Healthcare is a highly regulated industry, particularly where transactions between physicians and hospitals are concerned. As a physician, whether you’re employed by a hospital, independent, or independent and considering becoming employed, you should be familiar with the legal constraints that govern hospital-physician transactions.

The main regulations that impact hospital-physician relationships include:

  1. Anti-Kickback Statute: This statute makes it a criminal offense to willingly and knowingly offer, pay, solicit or receive any remuneration, induce or reward referrals for services or items that are reimbursable by a federal healthcare program.
  2. Stark Law: The federal physician self-referral law that prohibits a physician from referring Medicare patients for designated health services (DHS) to entities with which the physician or an immediate family member has a financial relationship (unless an exception applies). Included in the DHS, among other things, are lab; physical, occupational, speech therapy; radiology and other imaging services; radiation therapy services; home health, and IP and OP hospital services. A financial relationship includes compensation, interest and investment, as well as ownership.
  3. Tax-Exempt/Non Profit Hospitals have additional regulatory restrictions that include following Internal Revenue Service (IRS) criteria necessary for maintaining tax-exempt status under section 501(c)(3) of the Internal Revenue Code.

In enforcing these statutes, the Office of the Inspector General (OIG) looks at several aspects of the hospital-physician relationship:

Referrals: The term “Referral” is broadly defined. A referral can be direct or indirect, meaning that physicians would be considered to have made referrals if they caused, directed or controlled referrals made by others.

Fair Market Value: According to Stark Law, “fair market value” means the value in arms-length transactions is consistent with the general market value. “General market value” means the price that an asset would bring as the result of bona fide bargaining between well-informed buyers and sellers who are not otherwise in a position to generate business for the other party, on the date of acquisition of the asset or at the time of the service agreement.

Commercial Reasonableness: In short, an arrangement will be considered commercially reasonable in the absence of referrals if the arrangement would make commercial sense if entered into by a reasonable entity of similar type and size and a reasonable physician (or family member or group practice) of similar scope and specialty, even if there were no potential DHS referrals.

In our experience, fair market value and commercial reasonableness are two areas that are the most difficult for physicians to fully understand. Also, commercial reasonableness is a separate analysis beyond that of a fair market value analysis.

It is imperative to note that commercial reasonableness and fair market value are “not” synonymous. It is possible that a proposed transaction or compensation arrangement can be within the fair market value range, yet may not be commercially reasonable.

Given the statutory environment outlined above, it is important that the hospital work diligently in determining the fair market value of the practice they are acquiring or the compensation model they are proposing. Typically, the hospital will engage an outside firm specializing in healthcare valuation and compensation to determine the fair market value.

Approaches to Value: The three approaches to value are:

  • Income Approach is based on the principle that value is directly related to the present value of the future benefits (cash flow) that inure to ownership
  • Market Approach is based on the principle that an investor will not pay more than market price for an asset
  • Cost (Asset) Approach is based on a practice’s underlying assets and liabilities

In most physician practice acquisitions, the Cost or Asset Approach will be utilized in determining the fair market value price for the practice.
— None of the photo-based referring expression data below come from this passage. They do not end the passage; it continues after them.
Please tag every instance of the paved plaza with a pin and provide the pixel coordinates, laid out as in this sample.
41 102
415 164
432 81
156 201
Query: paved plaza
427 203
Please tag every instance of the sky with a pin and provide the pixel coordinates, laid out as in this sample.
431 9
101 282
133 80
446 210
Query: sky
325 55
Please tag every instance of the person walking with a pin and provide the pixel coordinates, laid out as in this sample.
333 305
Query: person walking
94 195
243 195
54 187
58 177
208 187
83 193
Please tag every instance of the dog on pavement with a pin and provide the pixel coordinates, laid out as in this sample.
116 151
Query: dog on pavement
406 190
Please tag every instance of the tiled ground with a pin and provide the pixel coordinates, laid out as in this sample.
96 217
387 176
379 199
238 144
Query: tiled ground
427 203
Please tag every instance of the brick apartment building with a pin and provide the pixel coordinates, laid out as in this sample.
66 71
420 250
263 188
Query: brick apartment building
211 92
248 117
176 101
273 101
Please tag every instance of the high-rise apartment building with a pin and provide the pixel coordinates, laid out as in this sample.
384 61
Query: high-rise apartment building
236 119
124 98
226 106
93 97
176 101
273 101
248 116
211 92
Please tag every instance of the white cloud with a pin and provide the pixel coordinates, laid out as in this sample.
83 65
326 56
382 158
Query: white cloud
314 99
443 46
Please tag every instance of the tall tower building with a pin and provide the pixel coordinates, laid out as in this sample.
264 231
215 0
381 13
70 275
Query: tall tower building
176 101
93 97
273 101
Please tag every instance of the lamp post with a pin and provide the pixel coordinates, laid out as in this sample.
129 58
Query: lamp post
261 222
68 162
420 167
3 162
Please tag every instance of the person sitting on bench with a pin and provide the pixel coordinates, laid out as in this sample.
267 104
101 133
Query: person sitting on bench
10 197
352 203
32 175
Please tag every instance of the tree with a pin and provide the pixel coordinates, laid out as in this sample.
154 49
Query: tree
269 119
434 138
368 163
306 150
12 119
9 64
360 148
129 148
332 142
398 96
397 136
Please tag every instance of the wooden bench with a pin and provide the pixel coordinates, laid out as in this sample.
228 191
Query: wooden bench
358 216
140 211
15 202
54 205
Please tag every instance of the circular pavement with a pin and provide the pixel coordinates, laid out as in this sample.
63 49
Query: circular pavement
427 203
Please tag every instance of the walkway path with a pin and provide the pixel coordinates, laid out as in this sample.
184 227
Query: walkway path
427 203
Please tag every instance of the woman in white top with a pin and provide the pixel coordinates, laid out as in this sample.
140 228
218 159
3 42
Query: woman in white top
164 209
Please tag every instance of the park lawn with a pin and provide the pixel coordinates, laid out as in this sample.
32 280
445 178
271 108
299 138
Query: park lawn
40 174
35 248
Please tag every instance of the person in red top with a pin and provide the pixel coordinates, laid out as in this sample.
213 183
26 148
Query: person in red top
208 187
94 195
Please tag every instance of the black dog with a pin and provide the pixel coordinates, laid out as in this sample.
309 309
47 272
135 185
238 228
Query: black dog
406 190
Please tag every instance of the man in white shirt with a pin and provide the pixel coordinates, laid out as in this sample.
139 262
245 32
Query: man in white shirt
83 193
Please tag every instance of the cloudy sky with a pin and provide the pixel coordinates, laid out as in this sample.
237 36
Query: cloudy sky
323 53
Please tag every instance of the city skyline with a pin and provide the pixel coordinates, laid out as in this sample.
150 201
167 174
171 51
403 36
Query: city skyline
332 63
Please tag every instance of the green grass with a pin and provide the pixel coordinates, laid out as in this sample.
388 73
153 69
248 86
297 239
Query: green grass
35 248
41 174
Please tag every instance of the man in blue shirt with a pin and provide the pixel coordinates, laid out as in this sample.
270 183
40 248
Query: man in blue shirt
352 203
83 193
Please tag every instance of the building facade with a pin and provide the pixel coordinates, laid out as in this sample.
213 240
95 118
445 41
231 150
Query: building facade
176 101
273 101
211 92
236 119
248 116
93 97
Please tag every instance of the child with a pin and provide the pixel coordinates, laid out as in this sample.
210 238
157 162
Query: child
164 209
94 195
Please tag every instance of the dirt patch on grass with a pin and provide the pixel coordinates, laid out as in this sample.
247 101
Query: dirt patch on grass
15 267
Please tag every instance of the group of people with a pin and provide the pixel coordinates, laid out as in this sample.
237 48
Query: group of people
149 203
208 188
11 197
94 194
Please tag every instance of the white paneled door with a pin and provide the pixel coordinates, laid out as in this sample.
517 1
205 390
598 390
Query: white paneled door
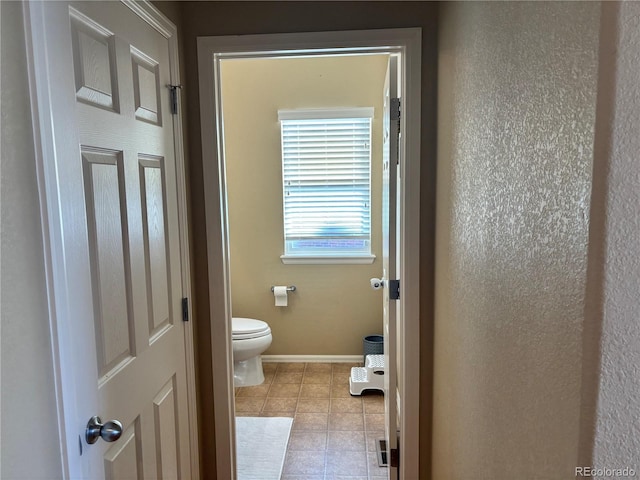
112 212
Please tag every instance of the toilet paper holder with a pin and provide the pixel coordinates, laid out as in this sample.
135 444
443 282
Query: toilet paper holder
292 288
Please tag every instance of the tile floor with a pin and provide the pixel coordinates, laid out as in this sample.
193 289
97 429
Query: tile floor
333 434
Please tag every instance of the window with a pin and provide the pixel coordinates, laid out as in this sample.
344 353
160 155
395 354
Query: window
326 169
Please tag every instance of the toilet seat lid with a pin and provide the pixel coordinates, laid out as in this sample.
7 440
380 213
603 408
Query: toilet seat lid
244 328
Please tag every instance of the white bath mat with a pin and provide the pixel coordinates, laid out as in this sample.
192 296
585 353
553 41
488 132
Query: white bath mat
261 444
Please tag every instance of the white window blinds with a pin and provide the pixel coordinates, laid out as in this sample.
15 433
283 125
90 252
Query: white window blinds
326 160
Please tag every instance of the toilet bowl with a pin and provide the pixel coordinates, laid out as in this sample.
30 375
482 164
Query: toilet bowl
250 338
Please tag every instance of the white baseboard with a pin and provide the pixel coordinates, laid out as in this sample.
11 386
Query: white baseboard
313 358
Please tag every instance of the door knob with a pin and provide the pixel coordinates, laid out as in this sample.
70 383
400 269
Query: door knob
109 431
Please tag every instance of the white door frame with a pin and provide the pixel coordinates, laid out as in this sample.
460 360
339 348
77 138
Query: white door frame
407 42
60 304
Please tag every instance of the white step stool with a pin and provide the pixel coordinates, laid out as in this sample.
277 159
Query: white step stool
369 377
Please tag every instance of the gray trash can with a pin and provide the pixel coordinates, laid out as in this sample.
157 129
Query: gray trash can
372 345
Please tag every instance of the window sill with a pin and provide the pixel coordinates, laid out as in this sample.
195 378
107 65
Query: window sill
327 259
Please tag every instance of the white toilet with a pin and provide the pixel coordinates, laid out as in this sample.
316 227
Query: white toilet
250 338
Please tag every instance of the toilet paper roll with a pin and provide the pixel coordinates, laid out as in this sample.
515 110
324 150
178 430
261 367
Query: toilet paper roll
280 292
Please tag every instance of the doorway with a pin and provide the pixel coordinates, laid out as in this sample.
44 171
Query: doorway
214 50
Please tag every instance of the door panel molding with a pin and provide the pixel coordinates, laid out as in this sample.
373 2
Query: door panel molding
44 101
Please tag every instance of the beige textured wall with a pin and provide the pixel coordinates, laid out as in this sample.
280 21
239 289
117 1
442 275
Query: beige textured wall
333 306
29 432
517 92
610 429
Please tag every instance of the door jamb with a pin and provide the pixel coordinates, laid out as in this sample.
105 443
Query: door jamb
58 296
210 50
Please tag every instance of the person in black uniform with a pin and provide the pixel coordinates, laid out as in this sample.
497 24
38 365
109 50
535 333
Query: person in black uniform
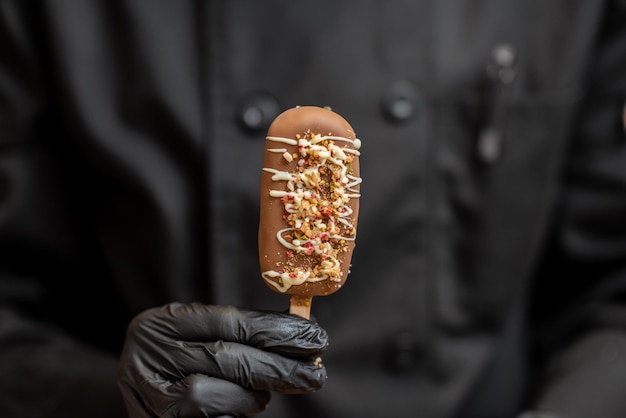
489 276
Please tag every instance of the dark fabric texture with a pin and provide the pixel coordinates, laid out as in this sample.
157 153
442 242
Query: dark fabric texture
489 274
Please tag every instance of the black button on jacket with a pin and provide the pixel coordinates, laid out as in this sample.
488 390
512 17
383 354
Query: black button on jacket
489 275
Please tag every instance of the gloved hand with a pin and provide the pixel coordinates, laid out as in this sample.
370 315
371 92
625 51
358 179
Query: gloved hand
193 360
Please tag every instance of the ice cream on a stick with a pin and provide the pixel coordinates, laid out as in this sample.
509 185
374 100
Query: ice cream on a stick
310 190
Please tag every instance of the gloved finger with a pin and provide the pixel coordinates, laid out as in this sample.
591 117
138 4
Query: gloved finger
197 396
273 331
241 364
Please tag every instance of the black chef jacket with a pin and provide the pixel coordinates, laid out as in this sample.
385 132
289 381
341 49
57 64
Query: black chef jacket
490 266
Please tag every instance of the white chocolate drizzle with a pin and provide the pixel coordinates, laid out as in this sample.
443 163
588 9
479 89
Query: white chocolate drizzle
316 202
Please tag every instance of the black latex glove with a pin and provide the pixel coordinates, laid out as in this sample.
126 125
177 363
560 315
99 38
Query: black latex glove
193 360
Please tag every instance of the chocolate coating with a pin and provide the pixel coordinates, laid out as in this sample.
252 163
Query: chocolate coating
273 255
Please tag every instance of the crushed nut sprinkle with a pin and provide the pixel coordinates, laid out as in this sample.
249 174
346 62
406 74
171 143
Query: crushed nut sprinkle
319 219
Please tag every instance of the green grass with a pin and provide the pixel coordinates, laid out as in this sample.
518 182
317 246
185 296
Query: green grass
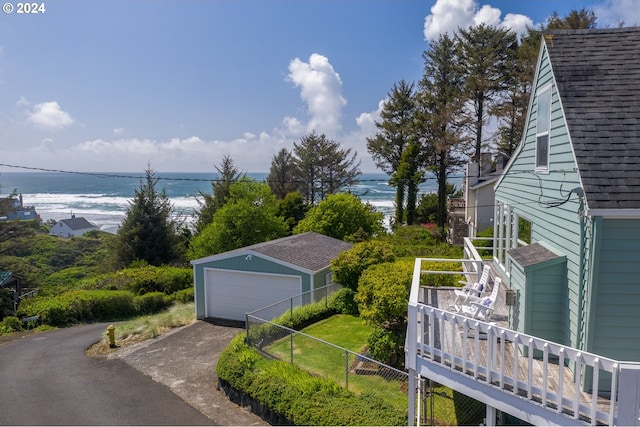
146 327
319 358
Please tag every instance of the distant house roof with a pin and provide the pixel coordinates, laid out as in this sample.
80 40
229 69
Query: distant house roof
310 251
6 277
598 77
77 223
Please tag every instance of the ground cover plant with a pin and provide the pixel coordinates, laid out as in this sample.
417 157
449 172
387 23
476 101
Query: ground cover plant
145 327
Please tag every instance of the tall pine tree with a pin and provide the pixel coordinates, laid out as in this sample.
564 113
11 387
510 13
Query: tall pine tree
148 232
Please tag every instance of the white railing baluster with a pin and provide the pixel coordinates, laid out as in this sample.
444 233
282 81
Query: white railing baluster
561 379
516 343
594 390
476 349
577 382
613 398
502 346
545 370
530 370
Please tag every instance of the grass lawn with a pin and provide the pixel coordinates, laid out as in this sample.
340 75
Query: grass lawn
320 358
351 332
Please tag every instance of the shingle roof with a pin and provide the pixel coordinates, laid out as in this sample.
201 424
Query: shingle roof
532 254
598 78
310 251
78 223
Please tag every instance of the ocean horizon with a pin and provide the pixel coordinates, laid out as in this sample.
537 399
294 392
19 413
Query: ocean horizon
103 198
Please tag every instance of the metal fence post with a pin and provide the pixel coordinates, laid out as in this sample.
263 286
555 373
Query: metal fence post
291 345
346 369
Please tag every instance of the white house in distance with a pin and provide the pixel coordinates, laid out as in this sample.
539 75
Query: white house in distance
72 227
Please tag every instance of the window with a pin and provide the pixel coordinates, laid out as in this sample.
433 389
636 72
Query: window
543 123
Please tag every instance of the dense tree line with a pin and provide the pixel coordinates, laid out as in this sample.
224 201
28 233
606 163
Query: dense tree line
477 79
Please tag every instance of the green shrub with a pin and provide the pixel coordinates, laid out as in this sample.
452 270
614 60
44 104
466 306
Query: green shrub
349 265
301 398
387 345
79 306
144 279
151 302
342 301
10 324
184 296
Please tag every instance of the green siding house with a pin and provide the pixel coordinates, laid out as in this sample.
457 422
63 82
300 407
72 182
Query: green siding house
568 202
231 284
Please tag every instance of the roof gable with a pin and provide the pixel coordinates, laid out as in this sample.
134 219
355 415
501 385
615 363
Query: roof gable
77 223
310 251
597 73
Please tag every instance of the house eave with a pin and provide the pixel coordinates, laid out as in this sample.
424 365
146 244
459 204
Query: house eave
614 213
Compensation: The proposed compensation plan will be analyzed to ensure that it falls within the range of fair market value and is commercially reasonable.

Intangible Assets (Areas of Conflict): Assigning values to the intangible assets utilizing the Cost Approach, when under the Income Approach they are not supported by net cash flow, is a much debated and conflicted area of valuation. Intangible assets would include patient lists (records), workforce, goodwill, etc. Goodwill, however, is difficult to quantify and something most hospitals are unwilling to pay for.

Argument for inclusion under the Cost Approach:

  • Costs associated with recreating patient records
  • Costs to recruit and train the workforce

Argument against inclusion under the Cost Approach:

  • The assets do not generate income
  • OIG guidance through the Thornton Letter

In these cases, sometimes it comes down to the level of risk that a particular hospital is willing to take.

Complying with these aspects of the law means four things to physicians:

  1. Hospitals are limited by law on what they can offer to pay physicians for medical directorships, co-management agreements, Professional Services Agreements and similar arrangements.
  2. Hospitals are also limited by law on what they can pay physicians they employ, including the amount they pay to acquire a practice and the physicians’ compensation going forward.
  3. Acquiring a physician practice takes time. Hospitals must conduct due diligence and complete both the credentialing and valuation process before they can make an offer. It’s not unrealistic for the acquisition process to take up to six months to complete.
  4. Physicians should not think they are held harmless by the regulatory bodies and cannot plead ignorance of Stark Law and Anti-Kickback violations.